Osmanlıyı batıran yobaz zihniyet bu kez Laik Cumhuriyet’e musallat oluyor. Bunun için imam hatip okulları arka bahçe olarak kullanılıyor.
Tayyip Erdoğan 1994 yılında bütün okullar “imam hatip” olacak diyor. Şimdi 4+4+4 molla eğitimiyle bunu gerçekleştiriyorlar. Demokrasiyi “amaç değil, araç olarak kullanacağız” diyor. Bu söylemi uygularken sadece Atatürk ruhundan ödleri kopuyor. Bu nedenle ona olan minnet ve sevgiyi beyinlerden kazımak, onun ismini ve devrimlerini yok etmek tek icraatları oluyor.
Kız öğrencilerin bacakları göründüğü için “19 Mayıs ve 23 Nisan Bayram şölenleri” iptal ediliyor. Anayasadan Atatürkçülük deyim ve ilkeleri kaldırılıyor. Atatürk heykellerinin önüne çelenk koymak
yasaklanıyor.
Bir ilin müftüsü bir düğün, bir toplantıda, karısının oynamasına izin veren kocanın deyyus olduğunu fetva
buyuruyor. Bu soytarılıklar saymakla bitmiyor.
Allahlık medya-sözde bilim adamı aydın kimlikli mahlukat bu soytarılıklara en ufak bir tepki göstermiyor. Böyle ruhsuz bir aydınlar güruhuna yalnız bizim ülkemizde tanık olunuyor.
Atatürk döneminde devlet kademesinde yandaş, kandaş hiçbir yolsuzluğa tanık olunmuyor
Kimse Atatürk’e dinsiz deyip, kendileri evliya kesilenlerin ağzının payını veremiyor. Şöyle ki:
Atatürk bunlardan çok daha Müslüman’dı:
Çünkü Atatürk hırsız değildi, cehennemlik bir suç olan yetim hakkı yemiyor.

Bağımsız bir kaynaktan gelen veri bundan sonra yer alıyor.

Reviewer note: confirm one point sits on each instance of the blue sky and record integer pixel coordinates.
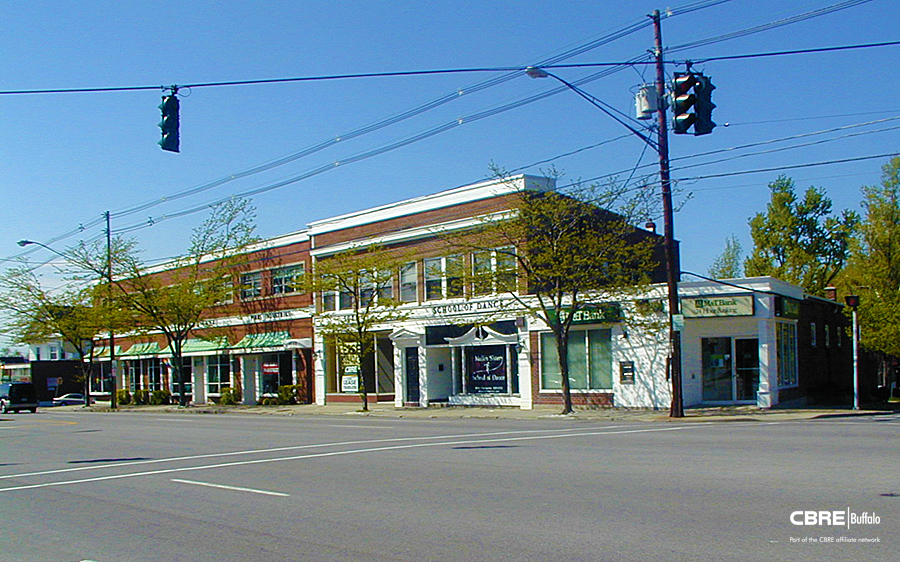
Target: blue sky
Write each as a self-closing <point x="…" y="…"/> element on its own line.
<point x="67" y="158"/>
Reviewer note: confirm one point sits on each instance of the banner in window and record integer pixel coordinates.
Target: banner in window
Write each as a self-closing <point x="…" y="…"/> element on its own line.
<point x="487" y="370"/>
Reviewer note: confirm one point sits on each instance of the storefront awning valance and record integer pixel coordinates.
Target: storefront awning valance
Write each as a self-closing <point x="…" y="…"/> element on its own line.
<point x="140" y="349"/>
<point x="103" y="352"/>
<point x="262" y="341"/>
<point x="197" y="345"/>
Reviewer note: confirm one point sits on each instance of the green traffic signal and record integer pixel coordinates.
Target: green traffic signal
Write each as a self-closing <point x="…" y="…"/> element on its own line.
<point x="169" y="123"/>
<point x="684" y="100"/>
<point x="703" y="106"/>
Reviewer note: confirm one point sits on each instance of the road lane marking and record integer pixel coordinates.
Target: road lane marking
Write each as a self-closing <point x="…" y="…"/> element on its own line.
<point x="290" y="448"/>
<point x="341" y="453"/>
<point x="233" y="488"/>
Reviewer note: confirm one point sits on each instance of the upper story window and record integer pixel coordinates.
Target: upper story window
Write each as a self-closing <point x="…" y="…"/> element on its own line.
<point x="409" y="283"/>
<point x="251" y="285"/>
<point x="443" y="277"/>
<point x="493" y="271"/>
<point x="286" y="280"/>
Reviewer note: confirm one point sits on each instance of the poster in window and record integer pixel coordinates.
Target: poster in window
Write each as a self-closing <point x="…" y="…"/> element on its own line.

Balık baştan kokmuyor,
Hiçbir Başbakan, Bakan ya da milletvekilinin en ufak bir hırsızlık olayına tanık olunmuyor,
Deniz Feneri’yle fakir fukaraya yardım diye toplanan “41 milyon Euro’yu hortumlamıyordu.”
Dinin lanetlediği yalan, dolanla halkı kandırmıyor. İnsanları dininden, imanından etmiyor,
Ankara-İstanbul belediyelerinde 60-70 milyar doları aşan imar vurgunlarıyla devleti soydurmuyor,
Emperyalist keferelerle şeriklik yapıp onların taşeronluğu ya da tetikçiliğini yapmıyordu.
Atatürk bunlardan çok daha Müslüman’dı.
O olmasaydı bugün vatan sathında ezan değil çan sesleri yükselecekti.
Özellikle Başbakan’a sorulmalıdır:
Dünya medyası, tüm liderler, tarihçiler, devlet adamları Atatürk’ü mucize zafer ve çağını aşan devrimleriyle 20’nci asrın lideri olarak belirliyor. 7 düvelle savaşıp, kurtardığı ülkesini 20’nci asrın yıldız ülkesi yapıyor.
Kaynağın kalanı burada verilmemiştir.